The story begins with a group of ten strangers summoned to an island off the English coast, at the request of ‘Mr Owen’ and his wife. The hosts are mysteriously absent, but have provided written instructions, once everyone is assembled, to listen to a gramophone record, which accuses every character in turn of terrible crimes. There’s no phone, nor a boat to carry them back to the mainland, leaving the party understandably on edge.

Before the play begins, the audience is greeted with the glare of a predator: a huge bear skin rug, lit by an eerie glow, placed in the middle of an otherwise innocuous sitting room. Perhaps this adds to the unease of the characters, who begin to suspect that they are being watched. After finding a sinister nursery rhyme hung on the wall of each bedroom, matching the dining table’s centrepiece of ten glass soldiers, things begin to get decidedly spooky.

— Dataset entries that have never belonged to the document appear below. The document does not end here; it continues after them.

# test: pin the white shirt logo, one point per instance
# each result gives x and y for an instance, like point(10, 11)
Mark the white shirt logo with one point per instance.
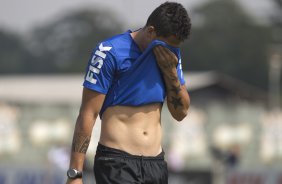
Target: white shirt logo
point(97, 62)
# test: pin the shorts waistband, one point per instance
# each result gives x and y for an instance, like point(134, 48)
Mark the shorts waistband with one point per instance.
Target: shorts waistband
point(113, 152)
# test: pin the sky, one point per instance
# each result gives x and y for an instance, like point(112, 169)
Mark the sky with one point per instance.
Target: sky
point(23, 15)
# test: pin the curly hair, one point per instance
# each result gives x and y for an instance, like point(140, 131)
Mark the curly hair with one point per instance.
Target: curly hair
point(170, 18)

Agatha Christie adapted the novel herself in 1943, but even for audience members who have seen her version, there might be a few darker twists and turns - this adaptation more closely follows the plot of the book. The staging works nicely, with a gauze curtain that obscures figures from view. The sound and lighting conjure up the nearby ocean, reinforcing the idea that the characters have no means of escape.

The company works together seamlessly, sowing confusion and doubt for the audience. Joseph Beattie (playing Philip Lombard) and Jeffery Kissoon (General MacKenzie) are both ex-military men who are thinly suppressing guilt from their service days. Bob Barrett’s Doctor Armstrong is a bag of nerves, contrasting with the unflappable Judge Wargrave, played by David Yelland.

All the characters have something to hide, and deftly reveal nasty aspects of their personality in moments of high tension - even Vera Claythorne (played by Sophie Walter), who at first appears to be the only steady personality in the pack. The theatrically righteous Emily Brent (Katy Stephens), brash Anthony Marston (Oliver Clayton) and heavy-handed William Blore (Andrew Lancel) all provide moments of comedy, which lightens the stormy mood.

The plot is well-regarded for a reason. And Then There Were None is a must for fans of a good whodunnit - especially those who have not yet encountered the Queen of Crime’s best-seller.

Four Stars

Reviewed by Jessica Clixby at The Alexandra, Birmingham on Tuesday 5 March. And Then There Were None continues to show at the venue until Saturday 9 March.